Por: Luis Barjau
Ilustración: Izak Peón, cortesía de Nexos
¿Cómo se llegó a concebir, al margen de la realidad de la invasión a pueblos con los que nunca antes se había rivalizado (con quienes no sólo no hubo riña previa sino tampoco intercambio mercantil ni competencia de ningún tipo), la idea de hacer guerra y tomarla como justa y buena?
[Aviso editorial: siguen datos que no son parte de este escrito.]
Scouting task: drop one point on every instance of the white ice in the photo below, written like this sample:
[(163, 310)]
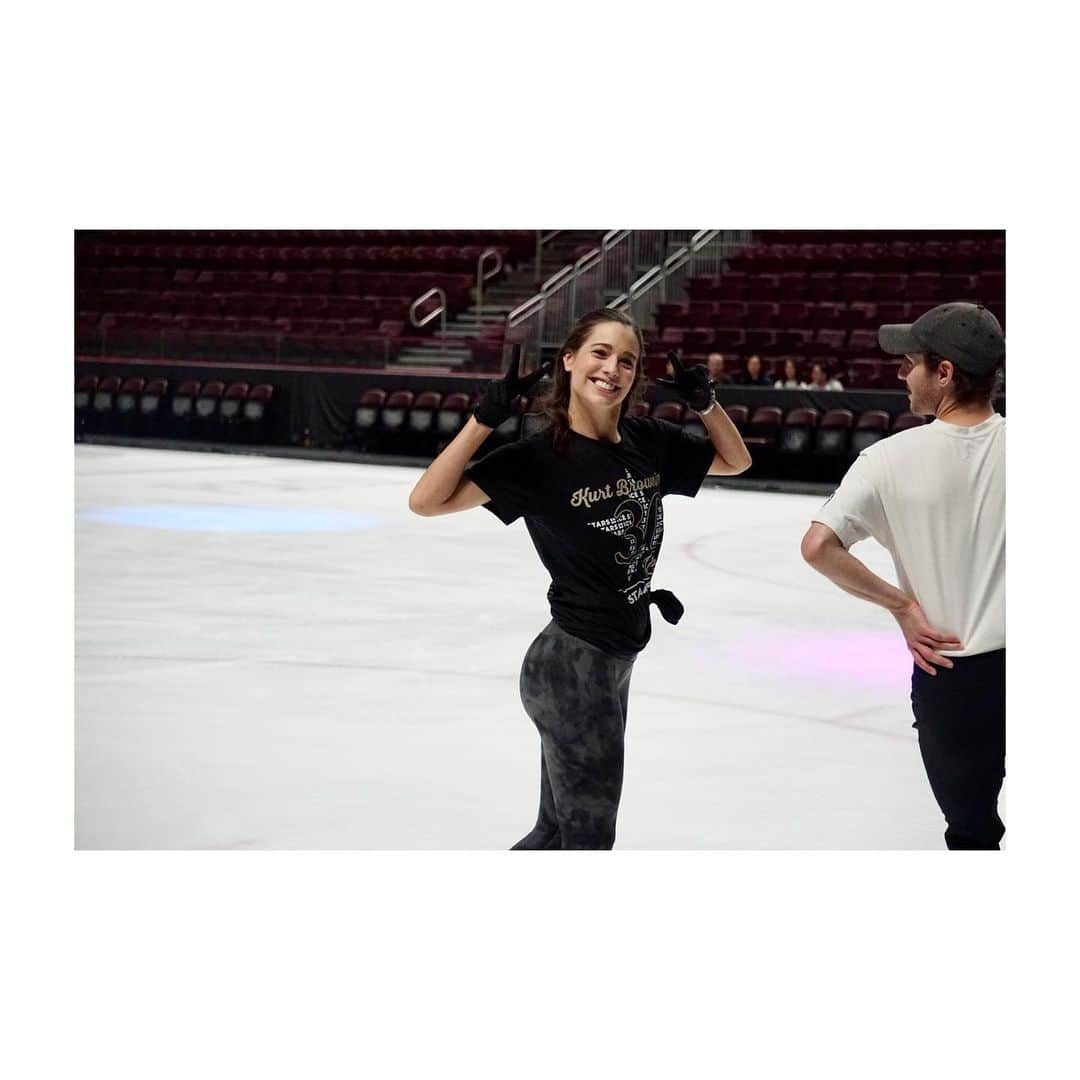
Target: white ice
[(358, 689)]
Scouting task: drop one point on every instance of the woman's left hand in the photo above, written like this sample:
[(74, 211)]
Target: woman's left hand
[(691, 383)]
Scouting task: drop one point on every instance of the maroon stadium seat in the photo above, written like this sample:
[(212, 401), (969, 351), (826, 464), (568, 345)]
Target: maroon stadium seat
[(871, 427), (834, 432)]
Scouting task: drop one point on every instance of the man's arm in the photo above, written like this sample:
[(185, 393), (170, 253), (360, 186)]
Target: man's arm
[(823, 551)]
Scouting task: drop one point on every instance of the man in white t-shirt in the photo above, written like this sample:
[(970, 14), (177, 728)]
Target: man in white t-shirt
[(935, 497)]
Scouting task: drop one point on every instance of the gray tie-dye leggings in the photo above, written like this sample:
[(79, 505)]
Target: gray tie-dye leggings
[(577, 697)]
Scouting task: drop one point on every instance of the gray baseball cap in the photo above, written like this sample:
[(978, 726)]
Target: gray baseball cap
[(966, 334)]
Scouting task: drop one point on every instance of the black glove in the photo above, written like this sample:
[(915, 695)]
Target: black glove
[(691, 383), (497, 402)]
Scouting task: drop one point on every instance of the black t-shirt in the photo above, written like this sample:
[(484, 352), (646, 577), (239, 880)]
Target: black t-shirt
[(595, 516)]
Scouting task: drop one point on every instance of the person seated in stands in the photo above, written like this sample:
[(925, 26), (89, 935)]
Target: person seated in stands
[(791, 379), (716, 374), (820, 379), (754, 376)]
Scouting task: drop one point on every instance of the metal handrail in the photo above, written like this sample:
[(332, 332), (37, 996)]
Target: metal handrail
[(542, 239), (659, 274), (482, 277), (441, 310)]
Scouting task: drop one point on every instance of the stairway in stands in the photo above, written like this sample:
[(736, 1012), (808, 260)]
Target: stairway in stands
[(449, 351)]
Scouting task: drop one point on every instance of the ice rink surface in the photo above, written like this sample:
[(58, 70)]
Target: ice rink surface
[(275, 653)]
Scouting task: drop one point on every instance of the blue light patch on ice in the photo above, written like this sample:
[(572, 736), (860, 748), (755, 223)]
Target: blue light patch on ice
[(214, 518)]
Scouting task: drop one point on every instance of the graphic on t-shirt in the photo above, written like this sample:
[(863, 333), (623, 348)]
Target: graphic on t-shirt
[(639, 521)]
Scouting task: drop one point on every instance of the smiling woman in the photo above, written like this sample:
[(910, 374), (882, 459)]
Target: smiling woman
[(590, 488)]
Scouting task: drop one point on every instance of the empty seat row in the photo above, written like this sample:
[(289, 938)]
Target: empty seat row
[(225, 257), (962, 256), (522, 240), (421, 423), (987, 286), (134, 405), (796, 314), (156, 281)]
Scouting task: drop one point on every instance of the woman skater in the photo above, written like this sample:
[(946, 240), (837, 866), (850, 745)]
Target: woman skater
[(590, 489)]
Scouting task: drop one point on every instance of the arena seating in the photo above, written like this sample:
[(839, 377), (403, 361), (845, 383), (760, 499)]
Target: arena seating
[(134, 405), (817, 299), (328, 296)]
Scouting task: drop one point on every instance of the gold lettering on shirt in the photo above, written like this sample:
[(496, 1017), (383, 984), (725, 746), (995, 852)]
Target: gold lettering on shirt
[(589, 496)]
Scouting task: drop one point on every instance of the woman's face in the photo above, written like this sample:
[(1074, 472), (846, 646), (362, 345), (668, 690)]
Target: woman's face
[(603, 369)]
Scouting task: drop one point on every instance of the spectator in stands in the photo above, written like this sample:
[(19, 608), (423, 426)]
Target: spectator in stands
[(590, 489), (820, 379), (754, 375), (715, 366), (791, 379), (934, 497)]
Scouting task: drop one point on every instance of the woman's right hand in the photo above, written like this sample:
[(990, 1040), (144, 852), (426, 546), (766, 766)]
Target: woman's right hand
[(496, 404)]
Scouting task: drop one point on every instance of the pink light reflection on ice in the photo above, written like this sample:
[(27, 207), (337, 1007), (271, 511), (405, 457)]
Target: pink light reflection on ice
[(845, 658)]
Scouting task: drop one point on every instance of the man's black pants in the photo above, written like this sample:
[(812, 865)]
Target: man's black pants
[(960, 717)]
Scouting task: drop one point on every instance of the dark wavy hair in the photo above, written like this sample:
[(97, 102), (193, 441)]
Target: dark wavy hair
[(556, 402), (969, 389)]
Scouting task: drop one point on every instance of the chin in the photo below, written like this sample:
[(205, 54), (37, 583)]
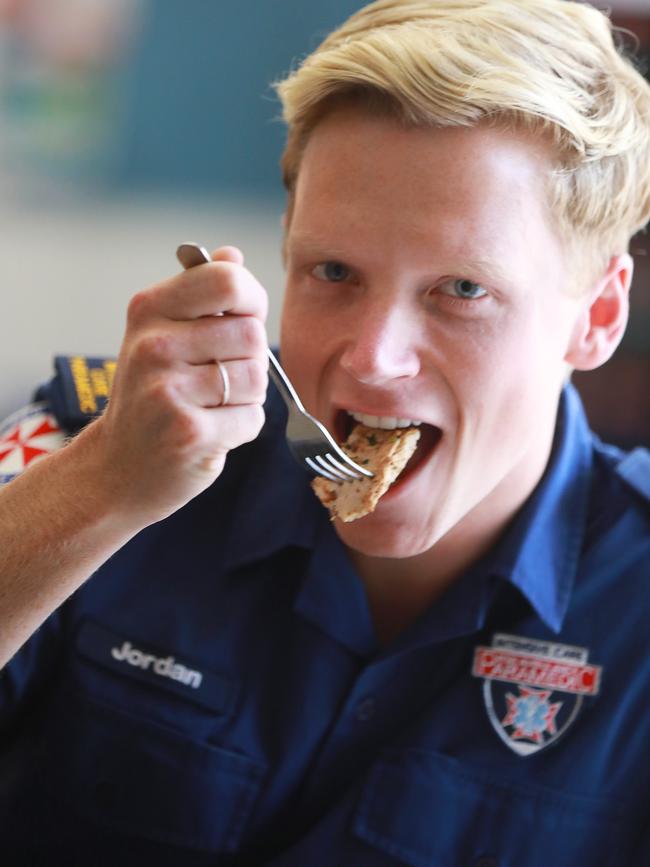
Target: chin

El pretexto de la invasión y de la guerra fue solamente la consideración de que, sin el evangelio, los pueblos eran primitivos, idolátricos, con un largo y vicioso pasado en brazos de Satanás. “Es, cierto, cosa de grande admiración que haya nuestro señor Dios tantos siglos ocultado una selva de tantas gentes idólatras, cuyos frutos ubérrimos sólo el demonio los ha cogido, y en el fuego infernal los tiene atesorados; ni puedo creer que la Iglesia de Dios no sea próspera donde la sinagoga de Satanás tanta prosperidad ha tenido, conforme aquello de San Pablo: abundará la gracia donde abundó el delito”. Y que España, punta de lanza del cristianismo, era el redentor natural de tal aberración de la condición humana. Y bajo esta grave disculpa, latía la realidad de la conquista: el oro, los recursos naturales, el sometimiento de los naturales: la apropiación del continente.